The public must do more to tackle terrorism by standing up to hate, a group of terror attack survivors and relatives has said.
In an open letter released ahead of the Manchester bombing anniversary on Tuesday, they set out a five-point plan to help stop future plots.
Among the 41 signatories is the widow of murdered Fusilier Lee Rigby.
Others are survivors and relatives of those killed in attacks in London, Manchester, Paris, Tunisia and Bali.
Brendan Cox, whose wife Jo Cox was murdered in 2016, helped co-ordinate the letter, while Bethany Haines, the daughter of the British aid worker David Haines who was killed by the Islamic State group, has also signed it.

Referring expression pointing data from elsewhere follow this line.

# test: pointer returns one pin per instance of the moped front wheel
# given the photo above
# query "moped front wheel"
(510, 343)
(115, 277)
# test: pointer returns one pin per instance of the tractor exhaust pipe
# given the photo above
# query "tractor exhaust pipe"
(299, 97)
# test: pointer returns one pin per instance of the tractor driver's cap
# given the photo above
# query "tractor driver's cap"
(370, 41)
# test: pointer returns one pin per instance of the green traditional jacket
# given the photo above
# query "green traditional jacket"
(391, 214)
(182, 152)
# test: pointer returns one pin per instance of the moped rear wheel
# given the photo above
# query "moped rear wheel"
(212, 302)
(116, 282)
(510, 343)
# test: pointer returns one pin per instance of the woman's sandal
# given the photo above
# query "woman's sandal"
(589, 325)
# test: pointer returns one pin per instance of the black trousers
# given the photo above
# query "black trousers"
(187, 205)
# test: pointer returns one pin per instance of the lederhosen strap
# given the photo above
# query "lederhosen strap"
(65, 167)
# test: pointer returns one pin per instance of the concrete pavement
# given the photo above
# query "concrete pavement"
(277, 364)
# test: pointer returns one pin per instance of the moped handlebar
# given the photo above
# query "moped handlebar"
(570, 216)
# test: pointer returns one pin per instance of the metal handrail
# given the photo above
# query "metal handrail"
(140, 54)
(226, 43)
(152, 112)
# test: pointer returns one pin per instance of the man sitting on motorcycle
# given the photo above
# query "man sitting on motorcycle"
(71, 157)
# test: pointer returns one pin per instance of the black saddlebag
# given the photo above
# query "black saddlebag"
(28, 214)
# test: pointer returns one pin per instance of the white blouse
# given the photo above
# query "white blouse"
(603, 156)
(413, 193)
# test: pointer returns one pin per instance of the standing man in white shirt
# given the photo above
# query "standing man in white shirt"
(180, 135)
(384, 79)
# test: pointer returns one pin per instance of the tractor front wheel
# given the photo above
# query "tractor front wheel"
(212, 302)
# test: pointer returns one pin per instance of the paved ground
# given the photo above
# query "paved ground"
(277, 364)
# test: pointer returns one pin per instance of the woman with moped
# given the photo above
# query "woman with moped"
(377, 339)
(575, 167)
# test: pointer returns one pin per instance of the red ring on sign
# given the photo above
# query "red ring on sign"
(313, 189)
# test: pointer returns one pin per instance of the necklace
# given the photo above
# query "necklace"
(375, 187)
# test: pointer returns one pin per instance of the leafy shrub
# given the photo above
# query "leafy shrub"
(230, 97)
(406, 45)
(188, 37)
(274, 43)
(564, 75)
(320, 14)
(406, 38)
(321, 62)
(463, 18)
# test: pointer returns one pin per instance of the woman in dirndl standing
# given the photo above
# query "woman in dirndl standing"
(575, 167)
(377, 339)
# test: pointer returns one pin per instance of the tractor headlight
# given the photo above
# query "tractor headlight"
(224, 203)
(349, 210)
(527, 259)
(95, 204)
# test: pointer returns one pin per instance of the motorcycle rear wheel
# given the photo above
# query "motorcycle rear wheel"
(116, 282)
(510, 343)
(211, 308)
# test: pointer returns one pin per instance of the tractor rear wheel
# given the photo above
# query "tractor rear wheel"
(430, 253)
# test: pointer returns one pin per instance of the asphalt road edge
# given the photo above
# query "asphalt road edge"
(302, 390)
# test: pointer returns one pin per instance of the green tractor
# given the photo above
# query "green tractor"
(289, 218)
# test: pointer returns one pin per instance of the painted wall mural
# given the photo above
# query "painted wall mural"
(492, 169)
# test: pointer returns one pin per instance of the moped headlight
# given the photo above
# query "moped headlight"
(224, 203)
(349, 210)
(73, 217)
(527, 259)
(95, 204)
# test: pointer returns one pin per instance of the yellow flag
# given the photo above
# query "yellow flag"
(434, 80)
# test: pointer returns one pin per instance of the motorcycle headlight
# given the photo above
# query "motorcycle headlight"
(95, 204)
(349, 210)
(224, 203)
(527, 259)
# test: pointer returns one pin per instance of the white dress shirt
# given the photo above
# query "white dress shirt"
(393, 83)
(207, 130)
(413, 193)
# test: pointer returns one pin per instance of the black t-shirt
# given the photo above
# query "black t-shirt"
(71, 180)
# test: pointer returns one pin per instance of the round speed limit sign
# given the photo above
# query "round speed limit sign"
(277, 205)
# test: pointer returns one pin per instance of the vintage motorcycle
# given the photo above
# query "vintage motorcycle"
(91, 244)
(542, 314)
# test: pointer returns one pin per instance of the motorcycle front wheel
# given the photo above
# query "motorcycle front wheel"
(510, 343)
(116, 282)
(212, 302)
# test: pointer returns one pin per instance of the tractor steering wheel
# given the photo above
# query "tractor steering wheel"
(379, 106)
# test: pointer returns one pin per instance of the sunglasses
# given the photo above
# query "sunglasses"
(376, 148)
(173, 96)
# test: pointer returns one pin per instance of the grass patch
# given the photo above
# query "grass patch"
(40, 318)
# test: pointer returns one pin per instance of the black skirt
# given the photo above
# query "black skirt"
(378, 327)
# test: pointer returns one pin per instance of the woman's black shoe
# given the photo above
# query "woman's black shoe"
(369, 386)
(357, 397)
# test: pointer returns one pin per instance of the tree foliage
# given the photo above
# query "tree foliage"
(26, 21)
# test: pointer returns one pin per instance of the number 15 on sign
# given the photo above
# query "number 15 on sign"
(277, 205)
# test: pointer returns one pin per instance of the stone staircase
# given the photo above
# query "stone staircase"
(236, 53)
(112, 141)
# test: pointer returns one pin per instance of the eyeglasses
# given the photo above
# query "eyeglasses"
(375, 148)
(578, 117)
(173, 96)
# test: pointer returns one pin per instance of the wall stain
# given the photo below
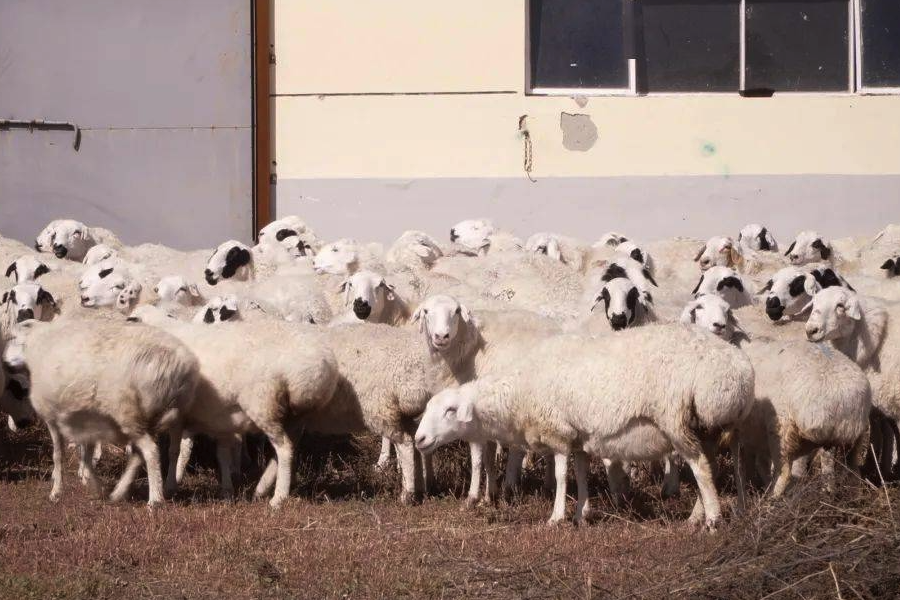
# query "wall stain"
(579, 132)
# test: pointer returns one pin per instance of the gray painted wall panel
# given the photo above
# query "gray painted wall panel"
(647, 208)
(109, 63)
(176, 187)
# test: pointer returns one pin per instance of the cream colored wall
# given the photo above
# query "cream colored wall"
(413, 49)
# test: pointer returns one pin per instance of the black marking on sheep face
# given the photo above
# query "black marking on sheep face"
(824, 250)
(826, 278)
(614, 271)
(763, 242)
(774, 309)
(732, 282)
(699, 283)
(361, 309)
(796, 287)
(284, 233)
(234, 260)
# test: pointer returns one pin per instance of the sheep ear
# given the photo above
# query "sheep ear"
(465, 412)
(810, 285)
(853, 308)
(700, 253)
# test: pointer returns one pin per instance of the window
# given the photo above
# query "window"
(757, 47)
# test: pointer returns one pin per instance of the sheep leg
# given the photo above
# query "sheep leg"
(702, 468)
(384, 456)
(583, 506)
(476, 453)
(225, 447)
(266, 480)
(284, 454)
(86, 469)
(58, 446)
(147, 445)
(406, 455)
(671, 476)
(186, 447)
(560, 465)
(123, 486)
(617, 480)
(514, 460)
(490, 472)
(174, 453)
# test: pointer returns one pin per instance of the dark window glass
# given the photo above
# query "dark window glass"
(578, 44)
(881, 43)
(797, 45)
(689, 45)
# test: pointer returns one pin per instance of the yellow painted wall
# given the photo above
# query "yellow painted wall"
(412, 47)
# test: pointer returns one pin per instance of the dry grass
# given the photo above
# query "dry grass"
(344, 535)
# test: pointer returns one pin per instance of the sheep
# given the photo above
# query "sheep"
(265, 378)
(861, 329)
(67, 238)
(719, 251)
(594, 401)
(413, 249)
(806, 397)
(755, 238)
(725, 282)
(132, 383)
(809, 247)
(26, 268)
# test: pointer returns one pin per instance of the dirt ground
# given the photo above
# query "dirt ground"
(343, 534)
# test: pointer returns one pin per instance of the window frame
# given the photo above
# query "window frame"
(854, 69)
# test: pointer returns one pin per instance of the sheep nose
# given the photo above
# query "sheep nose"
(361, 309)
(618, 321)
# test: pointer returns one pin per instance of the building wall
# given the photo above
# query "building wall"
(402, 114)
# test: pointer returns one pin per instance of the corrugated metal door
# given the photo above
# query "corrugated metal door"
(162, 93)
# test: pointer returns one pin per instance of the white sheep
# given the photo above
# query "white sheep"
(26, 268)
(719, 251)
(583, 395)
(725, 282)
(105, 381)
(862, 329)
(254, 378)
(67, 238)
(806, 397)
(809, 247)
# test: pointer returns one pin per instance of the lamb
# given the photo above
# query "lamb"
(595, 402)
(26, 268)
(755, 238)
(806, 397)
(719, 251)
(136, 382)
(725, 282)
(71, 239)
(809, 247)
(865, 332)
(266, 378)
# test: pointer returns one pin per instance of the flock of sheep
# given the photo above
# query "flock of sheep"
(667, 352)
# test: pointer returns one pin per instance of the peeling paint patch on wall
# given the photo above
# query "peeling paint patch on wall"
(579, 131)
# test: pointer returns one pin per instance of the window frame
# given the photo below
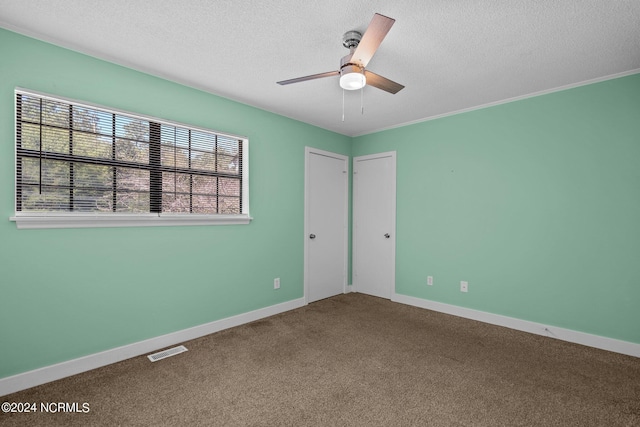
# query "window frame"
(54, 219)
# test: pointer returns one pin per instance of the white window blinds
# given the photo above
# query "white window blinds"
(73, 158)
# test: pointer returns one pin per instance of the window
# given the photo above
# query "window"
(79, 165)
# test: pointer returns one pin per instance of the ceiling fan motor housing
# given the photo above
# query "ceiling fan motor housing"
(351, 39)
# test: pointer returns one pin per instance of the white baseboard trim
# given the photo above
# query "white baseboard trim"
(603, 343)
(61, 370)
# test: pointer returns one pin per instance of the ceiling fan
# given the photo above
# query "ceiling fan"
(353, 73)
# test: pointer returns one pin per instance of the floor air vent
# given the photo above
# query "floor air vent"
(167, 353)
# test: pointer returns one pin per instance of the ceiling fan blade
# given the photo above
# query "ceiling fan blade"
(373, 36)
(311, 77)
(383, 83)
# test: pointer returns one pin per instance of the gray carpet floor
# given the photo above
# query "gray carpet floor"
(355, 360)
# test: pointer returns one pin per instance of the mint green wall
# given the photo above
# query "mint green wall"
(535, 203)
(72, 292)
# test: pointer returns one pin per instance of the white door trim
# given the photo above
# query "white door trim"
(354, 244)
(307, 152)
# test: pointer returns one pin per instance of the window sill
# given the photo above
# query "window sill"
(29, 221)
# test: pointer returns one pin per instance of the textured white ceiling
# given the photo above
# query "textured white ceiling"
(451, 55)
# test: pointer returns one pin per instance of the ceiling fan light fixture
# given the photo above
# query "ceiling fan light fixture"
(352, 77)
(353, 81)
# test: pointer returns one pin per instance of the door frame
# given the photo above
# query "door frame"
(354, 243)
(308, 151)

Dan Hett, whose brother Martyn was one of 22 victims to die in the Manchester Arena attack on 22 May last year, said terrorists hoped to “turn our communities against each other” by spreading fear.
“That’s why we’re asking people to join the fight against terror, by all playing our part,” he said.
“Most importantly we’re asking people to take on the hatred that leads to terror – no matter where it comes from, or who it’s directed towards.”
Speaking on BBC Radio 4’s Sunday programme, Mr Hett added that the group behind the letter – Survivors Against Terror – wanted to reach people earlier on in their lives.
“This is much more about being pro-active versus responsive once things happen,” he said.
In addition to asking the public to address everyday prejudice and hatred, the letter said people should deny terrorists any “notoriety”, support emergency and security services and donate to survivor advocacy and support groups.
Social and traditional media also needed to “do far more” to “shut down those driving hate”, the letter said.
It continued: “Hatred is the sea that terrorists need to swim in, if we take on that hatred, we dry up that sea.”
Bishop of Manchester David Walker added: “The way we defy terrorism is by not going down that path of hate.”